The Movember Global Action Plan 1 (GAP1): Unique Prostate Cancer Tissue Microarray Resource




Ouellet Veronique, Erickson Andrew on behalf of GAP1 UTMAs Contributing Investigators, Wiley Kathy, Morrissey Colm, Berge Viktor, Moreno Carlos S., Tasken Kristin Austlid, Trudel Dominique, True Lawrence D., Lewis Michael S., Svindland Aud, Ertunc Onur, Vidal Igor Damasceno, Osunkoya Adeboye O., Jones Tracy, Bova G. Steven, Lamminen Tarja, Achtman Ariel H., Buzza Mark, Kouspou Michelle M., Bigler Steven A., Zhou Xinchun, Freedland Stephen J., Mes-Masson Anne-Marie, Garraway Isla P., Trock Bruce J., Taimen Pekka, Saad Fred, Mirtti Tuomas, Knudsen Beatrice S., De Marzo Angelo M.
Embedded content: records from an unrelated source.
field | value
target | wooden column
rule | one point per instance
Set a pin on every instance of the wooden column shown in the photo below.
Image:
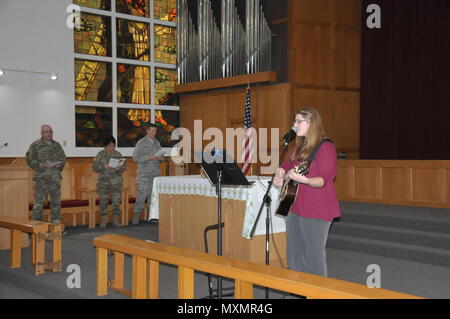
(102, 271)
(185, 283)
(153, 268)
(13, 199)
(139, 278)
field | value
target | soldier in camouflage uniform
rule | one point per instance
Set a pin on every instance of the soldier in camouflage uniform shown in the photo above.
(47, 158)
(145, 155)
(109, 181)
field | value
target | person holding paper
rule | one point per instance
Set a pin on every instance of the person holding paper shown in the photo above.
(148, 153)
(47, 158)
(109, 164)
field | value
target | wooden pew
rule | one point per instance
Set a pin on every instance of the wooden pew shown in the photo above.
(70, 204)
(146, 257)
(40, 232)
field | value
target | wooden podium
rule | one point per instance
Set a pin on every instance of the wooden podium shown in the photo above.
(183, 218)
(13, 198)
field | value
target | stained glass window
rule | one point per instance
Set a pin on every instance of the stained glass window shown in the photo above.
(134, 7)
(165, 44)
(165, 81)
(130, 125)
(166, 122)
(95, 4)
(133, 84)
(93, 36)
(93, 81)
(166, 10)
(92, 125)
(133, 40)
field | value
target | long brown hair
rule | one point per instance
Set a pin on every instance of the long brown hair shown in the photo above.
(304, 145)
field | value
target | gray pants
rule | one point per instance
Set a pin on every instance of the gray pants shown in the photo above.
(306, 241)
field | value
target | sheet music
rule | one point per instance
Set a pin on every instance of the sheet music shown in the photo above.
(114, 162)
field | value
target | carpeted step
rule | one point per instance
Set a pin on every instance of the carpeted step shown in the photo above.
(413, 222)
(416, 253)
(392, 234)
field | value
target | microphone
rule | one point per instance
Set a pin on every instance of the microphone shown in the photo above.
(289, 135)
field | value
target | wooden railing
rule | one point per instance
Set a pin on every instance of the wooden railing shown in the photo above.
(147, 256)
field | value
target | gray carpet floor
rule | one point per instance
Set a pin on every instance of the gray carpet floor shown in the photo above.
(415, 278)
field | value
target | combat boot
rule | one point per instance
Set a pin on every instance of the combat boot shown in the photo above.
(136, 218)
(116, 221)
(103, 221)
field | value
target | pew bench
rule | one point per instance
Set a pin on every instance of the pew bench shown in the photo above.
(40, 232)
(146, 257)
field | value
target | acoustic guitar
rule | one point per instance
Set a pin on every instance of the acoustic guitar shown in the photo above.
(288, 191)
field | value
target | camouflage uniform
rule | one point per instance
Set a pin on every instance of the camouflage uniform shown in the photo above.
(47, 181)
(147, 170)
(109, 181)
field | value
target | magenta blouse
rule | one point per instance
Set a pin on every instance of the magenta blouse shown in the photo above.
(312, 202)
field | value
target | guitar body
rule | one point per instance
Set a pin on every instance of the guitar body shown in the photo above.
(289, 190)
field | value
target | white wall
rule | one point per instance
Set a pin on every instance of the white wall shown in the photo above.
(34, 37)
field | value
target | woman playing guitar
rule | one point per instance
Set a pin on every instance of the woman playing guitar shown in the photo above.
(315, 205)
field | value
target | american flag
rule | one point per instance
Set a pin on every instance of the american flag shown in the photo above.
(247, 143)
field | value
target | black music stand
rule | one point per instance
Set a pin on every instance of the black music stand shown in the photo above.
(221, 170)
(267, 202)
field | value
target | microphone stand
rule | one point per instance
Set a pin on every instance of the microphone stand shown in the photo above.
(266, 202)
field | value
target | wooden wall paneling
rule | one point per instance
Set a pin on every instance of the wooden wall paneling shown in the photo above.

PublisherAmerican Association for Cancer Research Inc.

2022

Cancer Epidemiology, Biomarkers and Prevention

Cancer Epidemiology Biomarkers and Prevention

31

4

715

727

1538-7755

DOIhttps://doi.org/10.1158/1055-9965.EPI-21-0600

https://doi.org/10.1158/1055-9965.EPI-21-0600

https://research.utu.fi/converis/portal/detail/Publication/175234626



Background

The need to better understand the molecular underpinnings of the heterogeneous outcomes of patients with prostate cancer is a pressing global problem and a key research priority for Movember. To address this, the Movember Global Action Plan 1 Unique tissue microarray (GAP1-UTMA) project constructed a set of unique and richly annotated tissue microarrays (TMA) from prostate cancer samples obtained from multiple institutions across several global locations.

Methods

Three separate TMA sets were built that differ by purpose and disease state.

Results

The intended use of TMA1 (Primary Matched LN) is to validate biomarkers that help determine which clinically localized prostate cancers with associated lymph node metastasis have a high risk of progression to lethal castration-resistant metastatic disease, and to compare molecular properties of high-risk index lesions within the prostate to regional lymph node metastases resected at the time of prostatectomy. TMA2 (Pre vs. Post ADT) was designed to address questions regarding risk of castration-resistant prostate cancer (CRPC) and response to suppression of the androgen receptor/androgen axis, and characterization of the castration-resistant phenotype. TMA3 (CRPC Met Heterogeneity)'s intended use is to assess the heterogeneity of molecular markers across different anatomic sites in lethal prostate cancer metastases.

Conclusions

The GAP1-UTMA project has succeeded in combining a large set of tissue specimens from 501 patients with prostate cancer with rich clinical annotation.

Impact

This resource is now available to the prostate cancer community as a tool for biomarker validation to address important unanswered clinical questions around disease progression and response to treatment.